Ali Alyanak et ses voisins attendent la pluie avec impatience: ces villageois de la province touristique turque d'Izmir (ouest) sont contraints cette année de puiser leur eau 170 mètres sous terre. Non loin sur la côte, les piscines des centaines d'hôtels sont remplies à ras bord. Cette région du littoral égéen subit une grave sécheresse qui a poussé la municipalité de Çesme, station balnéaire courue dont la population explose en été, à priver ses habitants d'eau potable dix heures par jour.
Izmir, troisième ville du pays, en fera de même six heures par jour à partir de mercredi. "Nos parents puisaient à 8-9 mètres de profondeur, désormais il faut aller à 170 mètres", affirme à l'AFP Ali Alyanak, 39 ans, père de deux enfants et "muhtar" (maire) du village de Germiyan où les habitants tirent tous leur eau des nappes phréatiques.
Les images du grand barrage voisin qui alimente Çesme ont fait le tour des télévisions turques: son niveau est tombé à 3%, faisant place à un paysage de désolation. "Les hôtels sont le principal problème: l'eau des piscines s'évapore, les serviettes sont lavées tous les jours et les gens prennent trois à cinq douches par jour, dès qu'ils se baignent ou reviennent de l'extérieur. C'est du gaspillage", peste Ali Alyanak, qui recueille lui chaque goutte de pluie.
Prières pour la pluie
Le déficit de précipitations depuis l'automne est le grand responsable de la crise actuelle. La semaine passée, des prières pour faire venir la pluie ont résonné dans les haut-parleurs des 90.000 mosquées du pays. Mais les experts soulignent aussi l'impact du tourisme, qui met sous pression les ressources en eau d'Izmir et de Bodrum, Marmaris et Antalya, stations balnéaires du sud-ouest prisées des touristes étrangers. Le problème se pose dans d'autres pays du pourtour méditerranéen, qui concentrent 30% du tourisme mondial et connaîtront selon les climatologues une chute des précipitations au cours des prochaines décennies.
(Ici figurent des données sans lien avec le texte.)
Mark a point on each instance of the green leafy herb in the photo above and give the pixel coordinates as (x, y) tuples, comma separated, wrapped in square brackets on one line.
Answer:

Des scientifiques ont ainsi calculé que 88% du territoire turc était à risque de désertification.
"Les pertes en eau doivent être réduites autant que possible, en particulier dans le secteur du tourisme", exhorte Selma Akdogan, de la Chambre des ingénieurs en environnement d'Izmir, qui affirme qu'un touriste consomme en moyenne "deux à trois fois" plus d'eau qu'un habitant. "Les niveaux d'eau diminuent en été mais aussi en hiver", pointe l'experte qui note que "les précipitations sont moins régulières mais plus intenses, rendant plus difficile l'absorption des pluies par les sols".
Face aux sécheresses répétées, l'ingénieure appelle collectivités et particuliers à abandonner les pelouses au profit de sols moins gourmands en eau et suggère que les hôtels remplissent leurs piscines d'eau de mer. D'autres experts réclament une tarification différenciée de l'eau afin de contraindre les hôtels à la sobriété.
"Eau 24h/24"
À la tête d'un établissement de luxe de 253 chambres avec vue imprenable sur les eaux turquoise de la mer Égée, Orhan Belge s'agace du battage médiatique autour du sujet. "Les grands hôtels 4 ou 5 étoiles comme le nôtre avons des réservoirs d'eau de 200 à 250 tonnes. Nous avons de l'eau 24h/24", se félicite l'homme, également président de l'Union des hôteliers de la ville.
Pour lui, la solution aux pénuries d'eau passe notamment par le dessalement de l'eau de mer, un processus coûteux et énergivore déjà utilisé par certains hôtels de la région. Le responsable d'un petit hôtel de la ville, qui préfère taire son nom, concède que "le manque d'eau est un vrai problème" mais s'inquiète surtout de l'effet des restrictions d'eau sur la fréquentation touristique. "L'été dernier aux mêmes dates nous étions complets. Et nous l'étions encore il y a deux semaines. Là, l'hôtel est à 80% vide et nous n'avons pas de réservations pour août", peste-t-il. Sabiha Yurtsever, qui passe tous ses étés à Çesme depuis 25 ans, n'a pas souvenir d'un été aussi sec. La retraitée de 80 ans, qui vit le reste de l'année à Izmir, accuse gouvernement et hôteliers de rendre la région invivable. "Quand les forêts brûlent, ils construisent des hôtels au lieu de replanter", affirme l'octogénaire. Or, poursuit-elle, "moins vous avez d'arbres, moins vous aurez de pluie".